PAK-4 belongs to the STE20 subfamily of Ser/Thr protein kinases and was the first member identified of the Group II family of PAK kinases (PAK-4, PAK-5 and PAK-6). Structurally, p21-activating kinases are characterized by an N-terminal p21 binding domain (PBD). Although PBD's of the Group II PAKs are quite different from those of the Group I PAKs, they still bind to activated Rho family members. However, Cdc42 mutants like Y40C which does not bind PAK-1, 2, and 3, retains PAK-4 binding activity suggesting that the interaction of these two proteins is considerably different. In contrast to group I PAK's, binding to activated GTPases does not stimulate PAK-4 kinase activity. This difference might be explained by the lack of an identifiable inhibitory switch domain (ISD) in PAK-4 and other members of the group II family. The ISD has been shown to lock PAK-1 in an inactive state. This inhibition is released by binding of small GTPases which are therefore a key regulatory element regulating kinase activity of group I family members.

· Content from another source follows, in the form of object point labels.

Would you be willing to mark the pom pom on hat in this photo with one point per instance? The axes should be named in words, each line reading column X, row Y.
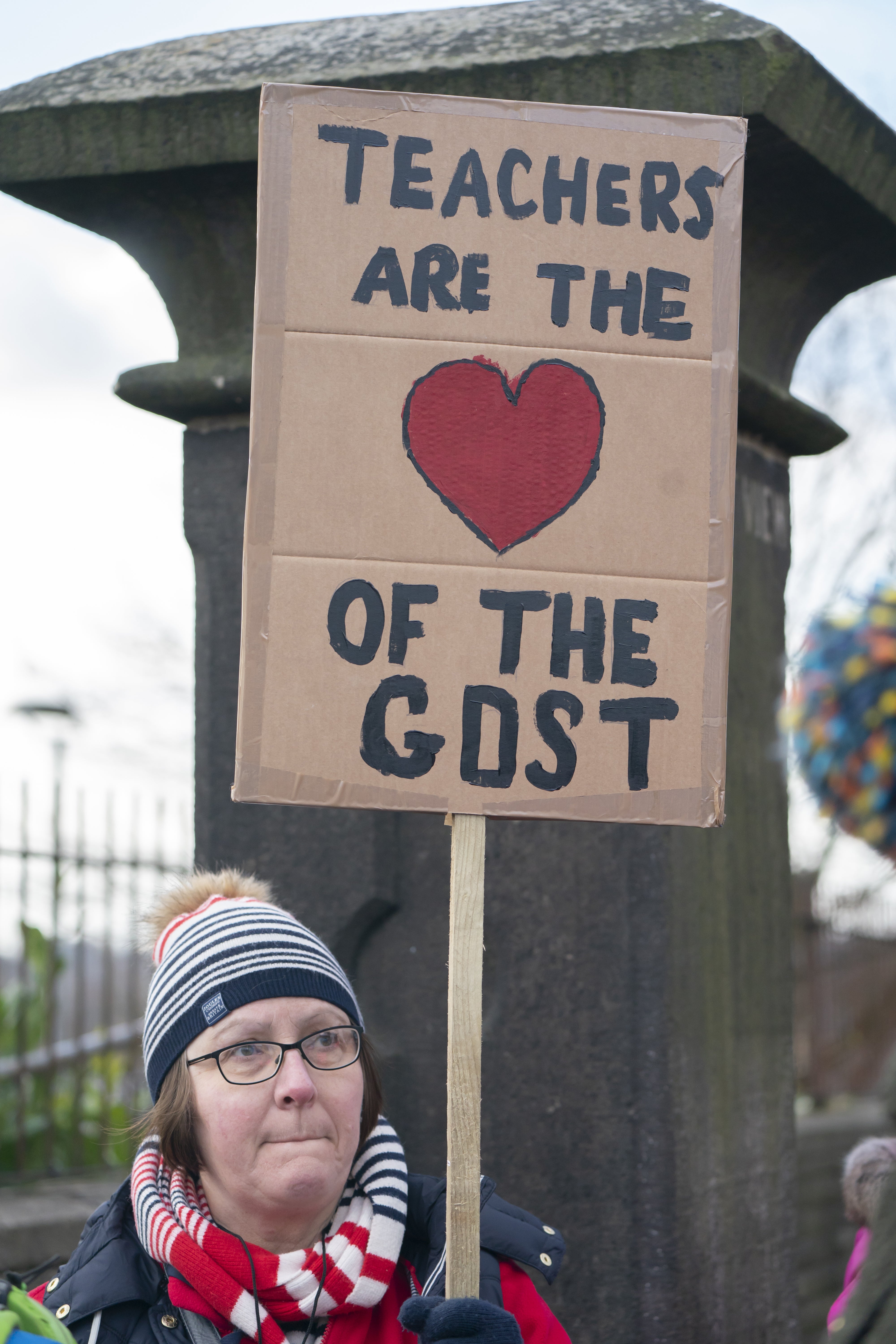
column 843, row 718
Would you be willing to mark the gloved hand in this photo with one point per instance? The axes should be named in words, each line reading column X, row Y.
column 19, row 1312
column 440, row 1322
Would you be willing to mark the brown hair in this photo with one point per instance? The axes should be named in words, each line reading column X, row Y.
column 172, row 1118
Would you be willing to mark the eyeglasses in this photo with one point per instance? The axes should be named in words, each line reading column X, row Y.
column 257, row 1061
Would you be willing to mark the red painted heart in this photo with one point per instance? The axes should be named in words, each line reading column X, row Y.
column 507, row 456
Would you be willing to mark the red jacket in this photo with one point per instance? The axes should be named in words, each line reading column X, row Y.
column 381, row 1326
column 112, row 1275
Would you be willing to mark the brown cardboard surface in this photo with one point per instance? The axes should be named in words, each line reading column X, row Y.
column 512, row 450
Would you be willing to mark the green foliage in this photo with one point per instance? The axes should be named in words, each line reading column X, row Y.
column 77, row 1118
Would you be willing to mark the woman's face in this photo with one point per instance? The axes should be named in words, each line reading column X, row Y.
column 280, row 1151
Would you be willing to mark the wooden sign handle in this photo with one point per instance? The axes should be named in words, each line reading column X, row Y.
column 465, row 1056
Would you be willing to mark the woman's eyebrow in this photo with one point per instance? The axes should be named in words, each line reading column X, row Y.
column 230, row 1025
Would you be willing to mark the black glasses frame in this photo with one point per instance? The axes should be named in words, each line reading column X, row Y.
column 297, row 1045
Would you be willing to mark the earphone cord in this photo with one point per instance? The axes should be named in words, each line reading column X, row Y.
column 320, row 1287
column 252, row 1269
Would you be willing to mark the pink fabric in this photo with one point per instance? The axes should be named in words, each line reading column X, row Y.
column 851, row 1277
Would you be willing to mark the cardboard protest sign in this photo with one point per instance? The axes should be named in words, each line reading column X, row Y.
column 491, row 490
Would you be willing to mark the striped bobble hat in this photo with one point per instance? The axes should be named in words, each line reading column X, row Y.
column 229, row 952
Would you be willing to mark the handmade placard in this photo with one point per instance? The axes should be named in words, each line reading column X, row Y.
column 491, row 486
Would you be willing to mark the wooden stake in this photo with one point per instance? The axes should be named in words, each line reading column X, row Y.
column 465, row 1056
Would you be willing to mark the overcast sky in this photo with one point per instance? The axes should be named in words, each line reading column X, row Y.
column 99, row 589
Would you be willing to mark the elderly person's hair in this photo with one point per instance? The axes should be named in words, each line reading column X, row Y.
column 172, row 1116
column 866, row 1171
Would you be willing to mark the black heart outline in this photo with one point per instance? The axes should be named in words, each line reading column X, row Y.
column 514, row 400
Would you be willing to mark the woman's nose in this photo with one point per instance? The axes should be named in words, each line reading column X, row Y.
column 293, row 1085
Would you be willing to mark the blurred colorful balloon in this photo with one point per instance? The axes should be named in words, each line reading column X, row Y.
column 843, row 718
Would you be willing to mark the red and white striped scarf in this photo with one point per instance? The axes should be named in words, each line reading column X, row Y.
column 177, row 1229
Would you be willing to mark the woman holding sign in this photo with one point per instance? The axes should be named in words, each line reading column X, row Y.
column 271, row 1201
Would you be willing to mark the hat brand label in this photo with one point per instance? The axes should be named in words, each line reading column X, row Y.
column 214, row 1009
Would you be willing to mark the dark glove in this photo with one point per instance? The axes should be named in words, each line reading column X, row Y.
column 439, row 1322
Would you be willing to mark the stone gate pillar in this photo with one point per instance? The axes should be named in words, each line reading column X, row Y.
column 637, row 1057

Co-expression of both PAK-4 and Cdc42 results in the translocation of PAK-4 to the golgi and stimulates the induction of filopodia in several cell types. Filopodia formation has been shown to be dependent on both PAK-4 kinases activity and its interaction with Cdc42. A recent report showed that extracellular stimuli like the cytokine HGF can stimulate PAK-4 activity and leads to the phosphorylation of the cytoskeletal regulatory protein LIMK1 and the proapoptotic protein BAD linking PAK-4 to apoptotic pathways. Indeed, activated PAK-4 has been shown to protect cells from apoptosis.
PAK-4 knockout mice are embryonic lethal by embryonic day 11.5, most likely due to a defect in the fetal heart. PAK-4 -/- embryos show neuronal abnormalities. Like neuronal differentiation has been shown to be largely inhibited, axonal outgrowth is impaired, and neurons failed to migrate to their proper locations. In addition, PAK-4 -/- embryos show defects in proper folding of the caudal portion of the neural tube, resulting in the formation of two neural lumens.
It is likely that PAK-4 plays a relevant role in oncogenic transformation. Kinase inactive PAK-4 inhibits focus formation by oncogenic Dbl or oncogenic Ras and elevated expression of PAK-4 has been reported in a high percentage of tumor cells.
We determined therefore the structure of PAK4 in complex with the inhibitor CGP74514A; N-(cis-2-Aminocyclohexyl)-N-(3-chlorophenyl)-9-ethyl-9H-purine-2,6-diamine, which has been originally identified as a strong cdk1 kinase inhibitor. In complex with this inhibitor the entire structure of PAK4 kinase domain was well defined including the phosphorylated activation segment.
In addition, we determined two apo-structures of PAK4 using diffraction data measured on two different crystal forms. Comparison of the two high resolution structures gave interesting insights into conformational flexibility of this kinase.
We also determined the structure of PAK4 in complex with a consensus substrate peptide.